Comment author: RichardKennaway 27 October 2014 08:47:13PM *  21 points [-]

Nine of the questions ask which of various options you "identify with": country, race, gender, political category, moral philosophy, political category (subdivided), effective altruism, gender again, and meta-ethics. I am unclear about this concept, and for the purpose of making a choice, mentally replaced it by respectively "reside in long-term", "are", "are", "believe", etc. Would such rephrasings have changed anyone's answers to any of the questions?

"Identify with" reminds me of the Discworld's Captain Carrot Ironfoundersson, who is a six-foot-six human who "identifies as" a dwarf, and who is accepted as such by the dwarves, even though everyone, including him, knows he's human. I don't know Terry Pratchett's thinking behind the character, but Carrot strikes me as a reductio ad absurdum of the concept.
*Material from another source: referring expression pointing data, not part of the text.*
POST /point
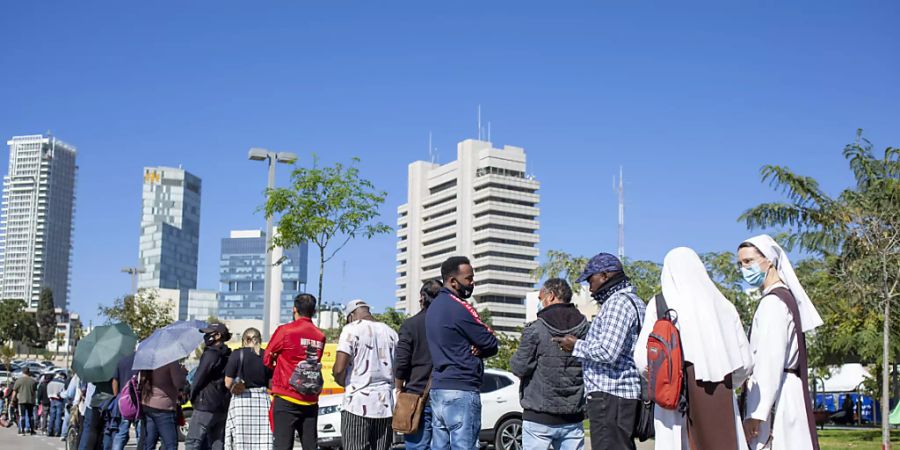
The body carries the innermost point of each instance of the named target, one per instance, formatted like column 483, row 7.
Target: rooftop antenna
column 620, row 191
column 479, row 122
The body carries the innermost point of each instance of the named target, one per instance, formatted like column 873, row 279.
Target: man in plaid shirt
column 612, row 382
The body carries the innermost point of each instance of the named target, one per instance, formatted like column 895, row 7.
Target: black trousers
column 612, row 421
column 290, row 418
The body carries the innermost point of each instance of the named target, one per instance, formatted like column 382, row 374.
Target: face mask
column 464, row 291
column 753, row 275
column 209, row 339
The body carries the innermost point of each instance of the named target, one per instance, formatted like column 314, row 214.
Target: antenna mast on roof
column 620, row 191
column 431, row 155
column 479, row 122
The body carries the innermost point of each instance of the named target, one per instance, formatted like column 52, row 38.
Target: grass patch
column 869, row 439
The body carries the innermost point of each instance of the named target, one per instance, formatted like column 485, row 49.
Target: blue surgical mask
column 753, row 275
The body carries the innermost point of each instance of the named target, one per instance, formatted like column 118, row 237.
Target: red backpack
column 665, row 359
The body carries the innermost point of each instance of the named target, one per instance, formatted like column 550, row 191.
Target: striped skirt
column 247, row 425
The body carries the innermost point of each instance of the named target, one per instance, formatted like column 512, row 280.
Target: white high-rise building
column 483, row 206
column 37, row 219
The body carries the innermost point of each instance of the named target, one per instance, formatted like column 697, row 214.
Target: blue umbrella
column 168, row 344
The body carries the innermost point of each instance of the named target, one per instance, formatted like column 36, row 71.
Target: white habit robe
column 774, row 347
column 669, row 426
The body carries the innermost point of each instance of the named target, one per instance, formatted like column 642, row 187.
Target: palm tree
column 860, row 228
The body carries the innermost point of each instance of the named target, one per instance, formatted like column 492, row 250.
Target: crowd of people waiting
column 570, row 370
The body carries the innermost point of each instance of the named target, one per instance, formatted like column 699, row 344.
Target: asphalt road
column 9, row 439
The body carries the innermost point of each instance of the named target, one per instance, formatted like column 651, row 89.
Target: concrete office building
column 202, row 304
column 37, row 219
column 242, row 277
column 170, row 229
column 483, row 206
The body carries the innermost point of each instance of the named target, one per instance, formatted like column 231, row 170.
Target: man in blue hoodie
column 458, row 341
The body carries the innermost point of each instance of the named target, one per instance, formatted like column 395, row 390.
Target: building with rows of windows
column 483, row 206
column 37, row 219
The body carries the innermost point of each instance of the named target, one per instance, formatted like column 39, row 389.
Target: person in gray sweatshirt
column 552, row 393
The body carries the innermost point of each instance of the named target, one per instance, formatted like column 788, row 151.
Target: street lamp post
column 260, row 154
column 134, row 272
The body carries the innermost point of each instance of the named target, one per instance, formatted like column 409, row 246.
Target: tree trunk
column 885, row 379
column 321, row 278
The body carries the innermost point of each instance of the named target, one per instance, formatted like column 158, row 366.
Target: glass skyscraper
column 242, row 276
column 36, row 224
column 170, row 229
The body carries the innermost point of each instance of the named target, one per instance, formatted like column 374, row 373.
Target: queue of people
column 570, row 370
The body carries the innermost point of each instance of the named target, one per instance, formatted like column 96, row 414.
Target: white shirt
column 370, row 375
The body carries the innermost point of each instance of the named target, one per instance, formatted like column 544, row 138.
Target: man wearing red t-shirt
column 291, row 411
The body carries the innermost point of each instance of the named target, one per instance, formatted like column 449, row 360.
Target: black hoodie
column 552, row 391
column 208, row 391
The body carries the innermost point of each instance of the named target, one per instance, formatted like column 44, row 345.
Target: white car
column 501, row 414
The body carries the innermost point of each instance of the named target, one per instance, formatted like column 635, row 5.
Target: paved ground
column 9, row 439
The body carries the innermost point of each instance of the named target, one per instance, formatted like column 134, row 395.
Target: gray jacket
column 552, row 380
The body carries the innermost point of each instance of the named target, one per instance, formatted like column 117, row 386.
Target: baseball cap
column 353, row 305
column 215, row 328
column 601, row 263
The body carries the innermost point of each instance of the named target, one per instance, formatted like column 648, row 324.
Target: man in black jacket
column 553, row 391
column 412, row 363
column 208, row 394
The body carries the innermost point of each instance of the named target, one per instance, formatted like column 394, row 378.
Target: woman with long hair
column 247, row 424
column 159, row 404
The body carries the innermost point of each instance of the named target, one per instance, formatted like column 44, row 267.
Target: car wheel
column 508, row 435
column 182, row 429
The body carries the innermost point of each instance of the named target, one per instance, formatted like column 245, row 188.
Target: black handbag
column 643, row 423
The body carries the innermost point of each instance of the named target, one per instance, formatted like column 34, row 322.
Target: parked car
column 501, row 414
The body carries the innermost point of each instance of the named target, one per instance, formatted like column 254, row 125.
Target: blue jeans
column 66, row 417
column 120, row 437
column 160, row 425
column 536, row 436
column 421, row 439
column 54, row 426
column 26, row 418
column 456, row 419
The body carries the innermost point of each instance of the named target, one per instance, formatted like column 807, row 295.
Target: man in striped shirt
column 612, row 382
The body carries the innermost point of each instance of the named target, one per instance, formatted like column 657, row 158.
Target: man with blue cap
column 612, row 382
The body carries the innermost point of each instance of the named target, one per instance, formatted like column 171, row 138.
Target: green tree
column 327, row 206
column 860, row 227
column 17, row 324
column 143, row 312
column 46, row 317
column 563, row 265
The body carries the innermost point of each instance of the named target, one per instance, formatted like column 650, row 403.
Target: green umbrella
column 97, row 355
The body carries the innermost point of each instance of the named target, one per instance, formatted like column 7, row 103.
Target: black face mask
column 464, row 291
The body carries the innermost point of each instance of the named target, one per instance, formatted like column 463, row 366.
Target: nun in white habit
column 778, row 410
column 716, row 353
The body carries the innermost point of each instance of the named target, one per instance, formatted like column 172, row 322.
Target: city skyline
column 483, row 205
column 691, row 100
column 37, row 219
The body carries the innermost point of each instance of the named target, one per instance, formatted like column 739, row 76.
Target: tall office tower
column 37, row 219
column 170, row 230
column 484, row 206
column 242, row 277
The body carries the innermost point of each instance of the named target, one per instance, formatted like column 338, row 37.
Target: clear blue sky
column 692, row 100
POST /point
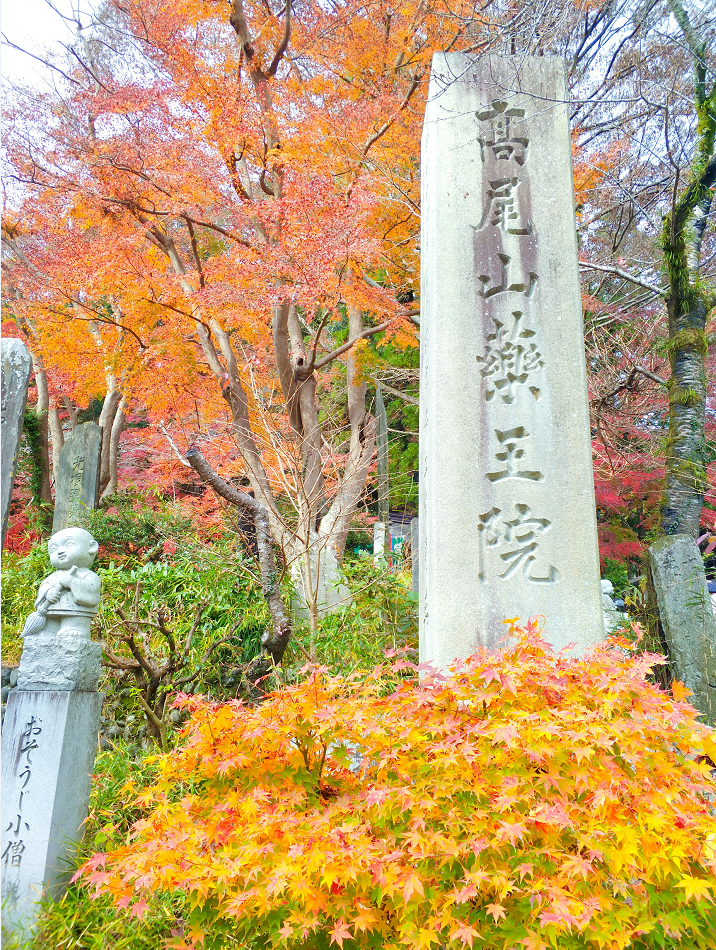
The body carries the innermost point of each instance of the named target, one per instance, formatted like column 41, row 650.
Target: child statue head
column 72, row 547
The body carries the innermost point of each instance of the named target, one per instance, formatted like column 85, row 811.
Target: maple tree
column 526, row 800
column 646, row 142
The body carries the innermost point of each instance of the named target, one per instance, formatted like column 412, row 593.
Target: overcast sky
column 34, row 25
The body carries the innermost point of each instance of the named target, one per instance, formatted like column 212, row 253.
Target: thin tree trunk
column 57, row 437
column 114, row 436
column 106, row 420
column 71, row 411
column 688, row 304
column 273, row 641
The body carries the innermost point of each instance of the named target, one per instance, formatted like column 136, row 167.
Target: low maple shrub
column 530, row 800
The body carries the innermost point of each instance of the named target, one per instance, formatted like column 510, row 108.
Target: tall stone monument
column 16, row 369
column 77, row 488
column 49, row 734
column 507, row 514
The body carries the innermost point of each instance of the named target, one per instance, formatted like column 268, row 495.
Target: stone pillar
column 686, row 616
column 77, row 488
column 49, row 734
column 415, row 552
column 16, row 369
column 507, row 513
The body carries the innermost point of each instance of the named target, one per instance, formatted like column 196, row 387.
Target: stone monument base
column 49, row 740
column 59, row 661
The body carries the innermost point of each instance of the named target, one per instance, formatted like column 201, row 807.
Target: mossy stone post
column 49, row 735
column 77, row 489
column 507, row 513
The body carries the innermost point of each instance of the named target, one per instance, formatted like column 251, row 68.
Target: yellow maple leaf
column 679, row 691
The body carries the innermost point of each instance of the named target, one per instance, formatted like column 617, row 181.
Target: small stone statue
column 57, row 651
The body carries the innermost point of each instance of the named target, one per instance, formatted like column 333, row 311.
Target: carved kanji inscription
column 502, row 209
column 510, row 455
column 516, row 544
column 510, row 360
column 498, row 132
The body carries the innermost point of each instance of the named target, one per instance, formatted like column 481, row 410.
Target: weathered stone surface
column 77, row 488
column 60, row 661
column 48, row 747
column 16, row 369
column 57, row 650
column 687, row 620
column 415, row 552
column 508, row 520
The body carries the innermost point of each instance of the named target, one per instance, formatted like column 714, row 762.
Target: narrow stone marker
column 507, row 513
column 16, row 369
column 686, row 615
column 49, row 734
column 77, row 489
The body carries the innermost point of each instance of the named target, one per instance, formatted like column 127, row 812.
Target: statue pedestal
column 49, row 738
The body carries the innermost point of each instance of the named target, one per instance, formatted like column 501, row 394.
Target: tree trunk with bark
column 688, row 305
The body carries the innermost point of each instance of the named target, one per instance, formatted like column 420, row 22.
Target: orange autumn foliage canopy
column 529, row 800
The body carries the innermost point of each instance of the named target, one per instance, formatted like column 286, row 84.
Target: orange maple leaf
column 340, row 933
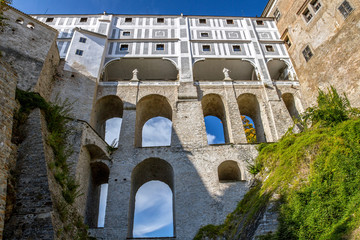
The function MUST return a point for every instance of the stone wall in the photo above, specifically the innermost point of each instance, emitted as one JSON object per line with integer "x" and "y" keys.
{"x": 199, "y": 198}
{"x": 8, "y": 82}
{"x": 32, "y": 215}
{"x": 333, "y": 41}
{"x": 29, "y": 47}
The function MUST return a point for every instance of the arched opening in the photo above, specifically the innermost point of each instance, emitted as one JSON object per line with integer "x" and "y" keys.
{"x": 153, "y": 216}
{"x": 112, "y": 131}
{"x": 229, "y": 171}
{"x": 107, "y": 108}
{"x": 149, "y": 107}
{"x": 147, "y": 69}
{"x": 214, "y": 130}
{"x": 278, "y": 69}
{"x": 249, "y": 106}
{"x": 290, "y": 104}
{"x": 156, "y": 132}
{"x": 152, "y": 169}
{"x": 249, "y": 128}
{"x": 215, "y": 119}
{"x": 97, "y": 194}
{"x": 213, "y": 69}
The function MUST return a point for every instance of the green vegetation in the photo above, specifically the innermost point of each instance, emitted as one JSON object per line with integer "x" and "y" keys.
{"x": 57, "y": 118}
{"x": 315, "y": 172}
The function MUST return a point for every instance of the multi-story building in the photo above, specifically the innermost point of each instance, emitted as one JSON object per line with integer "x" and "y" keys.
{"x": 322, "y": 39}
{"x": 182, "y": 68}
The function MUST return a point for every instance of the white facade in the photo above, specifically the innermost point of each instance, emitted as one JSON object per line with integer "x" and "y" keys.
{"x": 184, "y": 40}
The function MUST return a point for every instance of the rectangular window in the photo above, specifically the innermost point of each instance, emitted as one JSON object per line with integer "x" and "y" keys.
{"x": 204, "y": 34}
{"x": 124, "y": 47}
{"x": 345, "y": 9}
{"x": 160, "y": 47}
{"x": 206, "y": 48}
{"x": 83, "y": 40}
{"x": 307, "y": 53}
{"x": 316, "y": 5}
{"x": 236, "y": 48}
{"x": 277, "y": 15}
{"x": 287, "y": 41}
{"x": 307, "y": 15}
{"x": 160, "y": 20}
{"x": 79, "y": 52}
{"x": 229, "y": 21}
{"x": 269, "y": 48}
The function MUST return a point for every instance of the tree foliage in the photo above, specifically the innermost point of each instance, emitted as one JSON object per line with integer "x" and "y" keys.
{"x": 315, "y": 175}
{"x": 4, "y": 5}
{"x": 332, "y": 109}
{"x": 250, "y": 131}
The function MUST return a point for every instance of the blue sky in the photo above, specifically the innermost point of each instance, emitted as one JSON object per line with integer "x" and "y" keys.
{"x": 153, "y": 202}
{"x": 244, "y": 8}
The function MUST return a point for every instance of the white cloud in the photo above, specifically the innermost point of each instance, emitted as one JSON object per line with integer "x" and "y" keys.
{"x": 156, "y": 132}
{"x": 211, "y": 138}
{"x": 153, "y": 210}
{"x": 112, "y": 130}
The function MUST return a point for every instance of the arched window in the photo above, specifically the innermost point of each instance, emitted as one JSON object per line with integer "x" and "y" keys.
{"x": 215, "y": 119}
{"x": 229, "y": 171}
{"x": 153, "y": 216}
{"x": 96, "y": 201}
{"x": 156, "y": 132}
{"x": 112, "y": 131}
{"x": 150, "y": 107}
{"x": 214, "y": 130}
{"x": 249, "y": 106}
{"x": 106, "y": 108}
{"x": 155, "y": 172}
{"x": 290, "y": 104}
{"x": 278, "y": 70}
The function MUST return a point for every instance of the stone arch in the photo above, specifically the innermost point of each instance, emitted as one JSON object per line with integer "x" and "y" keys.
{"x": 148, "y": 170}
{"x": 249, "y": 106}
{"x": 99, "y": 175}
{"x": 212, "y": 69}
{"x": 291, "y": 105}
{"x": 148, "y": 69}
{"x": 229, "y": 171}
{"x": 149, "y": 107}
{"x": 105, "y": 108}
{"x": 278, "y": 69}
{"x": 213, "y": 105}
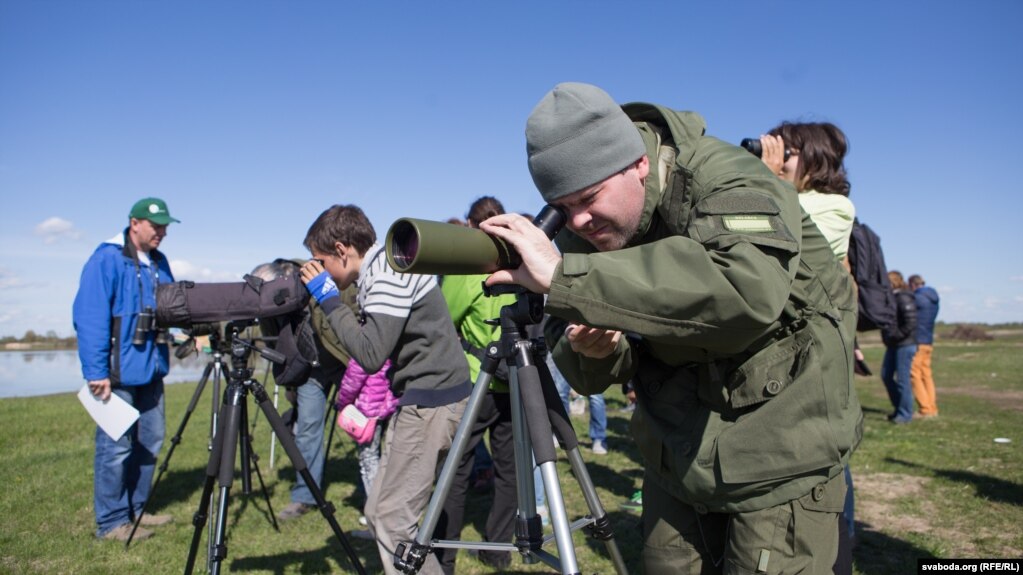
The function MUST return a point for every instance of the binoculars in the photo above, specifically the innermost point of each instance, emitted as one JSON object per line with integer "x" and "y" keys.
{"x": 754, "y": 146}
{"x": 427, "y": 247}
{"x": 146, "y": 321}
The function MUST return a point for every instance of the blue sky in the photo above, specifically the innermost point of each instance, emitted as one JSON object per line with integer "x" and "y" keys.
{"x": 251, "y": 118}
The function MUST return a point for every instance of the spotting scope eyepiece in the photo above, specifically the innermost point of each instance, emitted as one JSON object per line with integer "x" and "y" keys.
{"x": 427, "y": 247}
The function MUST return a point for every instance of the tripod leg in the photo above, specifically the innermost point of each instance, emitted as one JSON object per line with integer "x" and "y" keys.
{"x": 420, "y": 546}
{"x": 212, "y": 472}
{"x": 250, "y": 462}
{"x": 601, "y": 527}
{"x": 174, "y": 444}
{"x": 299, "y": 462}
{"x": 528, "y": 380}
{"x": 229, "y": 434}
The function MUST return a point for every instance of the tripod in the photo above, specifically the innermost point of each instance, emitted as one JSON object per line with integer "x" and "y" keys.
{"x": 216, "y": 367}
{"x": 535, "y": 408}
{"x": 232, "y": 427}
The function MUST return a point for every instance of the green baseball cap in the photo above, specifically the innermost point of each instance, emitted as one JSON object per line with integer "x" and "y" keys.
{"x": 152, "y": 209}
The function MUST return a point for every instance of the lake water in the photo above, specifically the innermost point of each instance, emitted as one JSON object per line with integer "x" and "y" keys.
{"x": 40, "y": 372}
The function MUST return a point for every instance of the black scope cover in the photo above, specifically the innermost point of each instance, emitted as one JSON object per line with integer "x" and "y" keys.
{"x": 182, "y": 304}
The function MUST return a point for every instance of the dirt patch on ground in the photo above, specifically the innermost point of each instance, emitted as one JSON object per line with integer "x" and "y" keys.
{"x": 877, "y": 496}
{"x": 881, "y": 506}
{"x": 1005, "y": 399}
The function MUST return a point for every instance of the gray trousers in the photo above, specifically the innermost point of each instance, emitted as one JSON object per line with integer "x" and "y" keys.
{"x": 416, "y": 442}
{"x": 799, "y": 536}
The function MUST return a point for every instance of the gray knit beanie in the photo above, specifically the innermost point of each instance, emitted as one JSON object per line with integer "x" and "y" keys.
{"x": 578, "y": 136}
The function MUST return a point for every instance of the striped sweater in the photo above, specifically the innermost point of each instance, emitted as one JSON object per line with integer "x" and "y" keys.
{"x": 405, "y": 318}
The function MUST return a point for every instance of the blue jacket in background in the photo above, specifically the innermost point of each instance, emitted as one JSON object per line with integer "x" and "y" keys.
{"x": 110, "y": 294}
{"x": 927, "y": 312}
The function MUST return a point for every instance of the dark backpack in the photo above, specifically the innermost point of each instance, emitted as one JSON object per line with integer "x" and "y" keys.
{"x": 877, "y": 301}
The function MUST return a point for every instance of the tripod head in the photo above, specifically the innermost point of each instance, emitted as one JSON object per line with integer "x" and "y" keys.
{"x": 240, "y": 348}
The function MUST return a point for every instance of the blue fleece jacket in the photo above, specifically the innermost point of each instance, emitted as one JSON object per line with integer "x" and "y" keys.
{"x": 110, "y": 294}
{"x": 927, "y": 313}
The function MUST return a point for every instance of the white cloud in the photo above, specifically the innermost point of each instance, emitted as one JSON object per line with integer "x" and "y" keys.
{"x": 186, "y": 270}
{"x": 53, "y": 229}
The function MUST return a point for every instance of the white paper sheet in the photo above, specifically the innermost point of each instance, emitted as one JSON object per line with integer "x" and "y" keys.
{"x": 114, "y": 415}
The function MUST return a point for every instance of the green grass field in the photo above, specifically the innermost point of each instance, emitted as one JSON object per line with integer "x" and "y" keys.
{"x": 939, "y": 487}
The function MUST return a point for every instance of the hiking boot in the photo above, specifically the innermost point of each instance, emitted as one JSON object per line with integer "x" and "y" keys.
{"x": 294, "y": 511}
{"x": 634, "y": 503}
{"x": 150, "y": 520}
{"x": 121, "y": 533}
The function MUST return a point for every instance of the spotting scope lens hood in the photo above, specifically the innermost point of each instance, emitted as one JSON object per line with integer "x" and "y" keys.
{"x": 426, "y": 247}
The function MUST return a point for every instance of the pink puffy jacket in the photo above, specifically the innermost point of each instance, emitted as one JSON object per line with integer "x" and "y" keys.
{"x": 370, "y": 392}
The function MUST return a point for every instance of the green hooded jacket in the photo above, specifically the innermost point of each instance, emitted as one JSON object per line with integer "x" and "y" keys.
{"x": 470, "y": 310}
{"x": 739, "y": 321}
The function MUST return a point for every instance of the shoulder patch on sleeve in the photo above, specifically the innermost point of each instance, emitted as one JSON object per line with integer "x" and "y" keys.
{"x": 748, "y": 224}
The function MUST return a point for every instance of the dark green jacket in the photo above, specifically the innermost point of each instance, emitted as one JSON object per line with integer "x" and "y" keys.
{"x": 740, "y": 323}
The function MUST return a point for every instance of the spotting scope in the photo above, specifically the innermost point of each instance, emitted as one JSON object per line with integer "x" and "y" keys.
{"x": 427, "y": 247}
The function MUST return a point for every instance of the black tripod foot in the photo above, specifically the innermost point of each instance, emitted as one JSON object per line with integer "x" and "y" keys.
{"x": 416, "y": 557}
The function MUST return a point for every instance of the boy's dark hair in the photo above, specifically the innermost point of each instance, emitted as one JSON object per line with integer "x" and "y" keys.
{"x": 483, "y": 209}
{"x": 341, "y": 223}
{"x": 821, "y": 148}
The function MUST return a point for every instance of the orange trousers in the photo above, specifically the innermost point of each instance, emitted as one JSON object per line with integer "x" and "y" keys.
{"x": 923, "y": 382}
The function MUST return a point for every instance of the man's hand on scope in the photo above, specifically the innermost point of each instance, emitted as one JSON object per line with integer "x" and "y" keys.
{"x": 592, "y": 342}
{"x": 772, "y": 153}
{"x": 539, "y": 258}
{"x": 318, "y": 281}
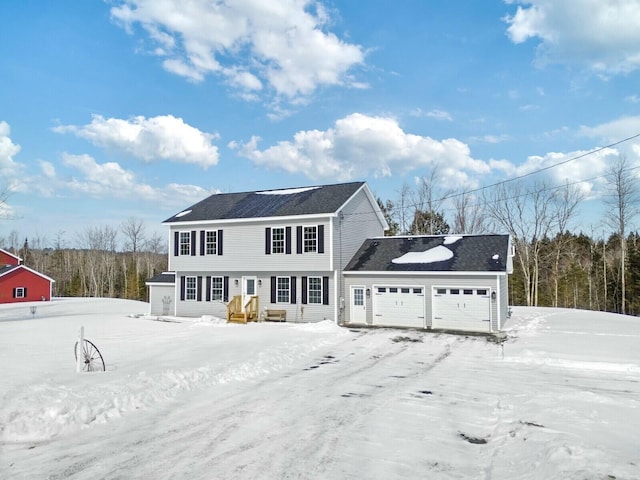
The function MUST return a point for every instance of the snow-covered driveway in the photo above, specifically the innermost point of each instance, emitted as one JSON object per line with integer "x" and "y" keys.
{"x": 559, "y": 399}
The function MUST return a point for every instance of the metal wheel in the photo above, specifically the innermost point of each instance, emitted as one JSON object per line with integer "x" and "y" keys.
{"x": 93, "y": 361}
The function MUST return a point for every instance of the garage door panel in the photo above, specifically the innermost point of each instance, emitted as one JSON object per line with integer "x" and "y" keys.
{"x": 399, "y": 307}
{"x": 462, "y": 309}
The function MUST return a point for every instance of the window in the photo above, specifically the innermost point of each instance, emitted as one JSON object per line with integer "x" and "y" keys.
{"x": 310, "y": 239}
{"x": 191, "y": 288}
{"x": 315, "y": 290}
{"x": 283, "y": 292}
{"x": 211, "y": 242}
{"x": 277, "y": 240}
{"x": 185, "y": 243}
{"x": 217, "y": 288}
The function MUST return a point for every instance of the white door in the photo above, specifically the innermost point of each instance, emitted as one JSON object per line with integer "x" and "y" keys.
{"x": 399, "y": 306}
{"x": 248, "y": 288}
{"x": 462, "y": 309}
{"x": 358, "y": 312}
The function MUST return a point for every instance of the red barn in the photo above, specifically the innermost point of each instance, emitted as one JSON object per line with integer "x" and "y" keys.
{"x": 21, "y": 284}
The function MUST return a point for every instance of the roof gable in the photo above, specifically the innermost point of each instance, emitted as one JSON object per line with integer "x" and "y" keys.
{"x": 11, "y": 268}
{"x": 446, "y": 253}
{"x": 315, "y": 200}
{"x": 8, "y": 258}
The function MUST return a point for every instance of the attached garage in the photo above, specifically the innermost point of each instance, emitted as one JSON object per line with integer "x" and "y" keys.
{"x": 399, "y": 306}
{"x": 461, "y": 309}
{"x": 448, "y": 282}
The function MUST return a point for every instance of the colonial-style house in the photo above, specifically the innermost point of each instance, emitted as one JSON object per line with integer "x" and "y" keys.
{"x": 19, "y": 283}
{"x": 313, "y": 253}
{"x": 274, "y": 253}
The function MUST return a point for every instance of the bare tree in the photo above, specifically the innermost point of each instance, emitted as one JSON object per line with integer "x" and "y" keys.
{"x": 525, "y": 215}
{"x": 469, "y": 215}
{"x": 134, "y": 232}
{"x": 565, "y": 201}
{"x": 622, "y": 196}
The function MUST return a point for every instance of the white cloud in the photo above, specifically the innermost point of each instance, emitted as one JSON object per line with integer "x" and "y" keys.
{"x": 358, "y": 145}
{"x": 8, "y": 149}
{"x": 615, "y": 130}
{"x": 110, "y": 180}
{"x": 284, "y": 43}
{"x": 150, "y": 139}
{"x": 602, "y": 35}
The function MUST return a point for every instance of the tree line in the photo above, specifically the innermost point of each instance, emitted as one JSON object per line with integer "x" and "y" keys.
{"x": 553, "y": 266}
{"x": 105, "y": 261}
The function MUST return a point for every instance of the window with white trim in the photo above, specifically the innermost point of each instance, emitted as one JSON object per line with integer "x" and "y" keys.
{"x": 277, "y": 240}
{"x": 314, "y": 290}
{"x": 191, "y": 288}
{"x": 217, "y": 288}
{"x": 211, "y": 242}
{"x": 283, "y": 289}
{"x": 185, "y": 243}
{"x": 310, "y": 239}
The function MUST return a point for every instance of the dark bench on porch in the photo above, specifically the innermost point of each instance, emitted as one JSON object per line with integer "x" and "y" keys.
{"x": 275, "y": 315}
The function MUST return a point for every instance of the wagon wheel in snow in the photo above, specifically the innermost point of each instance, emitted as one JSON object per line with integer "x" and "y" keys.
{"x": 93, "y": 361}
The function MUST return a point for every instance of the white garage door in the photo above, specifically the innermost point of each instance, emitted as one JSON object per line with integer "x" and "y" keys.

Comment author: JohnnyCat 04 November 2014 04:02:06AM 2 points [-]

"Identifying with" something or "Identifying As" something has an explicit meaning to me, which is that it is something I would call myself. Some of this may come from training and industry I'm in, but it's what you think of yourself as.

For instance, someone who doodles occasionally may or may not identify "as an artist", but anyone who paints professionally almost certainly identifies as an artist. Someone who paints regularly as a hobby probably identifies as an artist; the doodler may be more idle about it and not really think of it as being an essential quality of self: It is something that person does, not something that person is.

From such lines of thinking come statements such as, "Ich bin ein Berliner." -- http://en.wikipedia.org/wiki/Ich_bin_ein_Berliner

Comment author: ChristianKl 27 October 2014 04:53:09PM 11 points [-]

People who frequently play chess are chess players. People who frequently spent time on LW can be seen as LWers. With >1000 karma you simply fit in that category.

Comment author: JohnnyCat 04 November 2014 03:33:45AM 1 point [-]

Undoubtedly a point of controversy.

Examples: - In some societies, a great many people play games, if only mobile/phone/web games. Yet only a fraction of them would "identify as gamers". - Birth genders vs. "identification".

Or, myself: I identify as an LWer but only made an account today, and certainly haven't yet finished all of the sequences. I could feel like a bit of a poser, or worry others would call me "fake", but that's not actually relevant to my own self-identification.

Comment author: roryokane 27 October 2014 07:57:29PM *  29 points [-]

I took the survey. Though I can’t remember my SAT score, which I know I put on the last survey – I wish I had saved my answers last year.

Comment author: JohnnyCat 04 November 2014 03:24:19AM 7 points [-]

You are probably one of the few people who can identify an exact year when you forgot your SAT scores.

Comment author: JohnnyCat 04 November 2014 03:17:45AM *  26 points [-]

I identify with being "mixed race" far more than any individual race (which feels distinct to me from "other", but it was still the only choice for me).

I learned/confirmed non-zero answers about myself for questions I hadn't previously/strongly considered. This could be considered a "bonus" for taking the survey.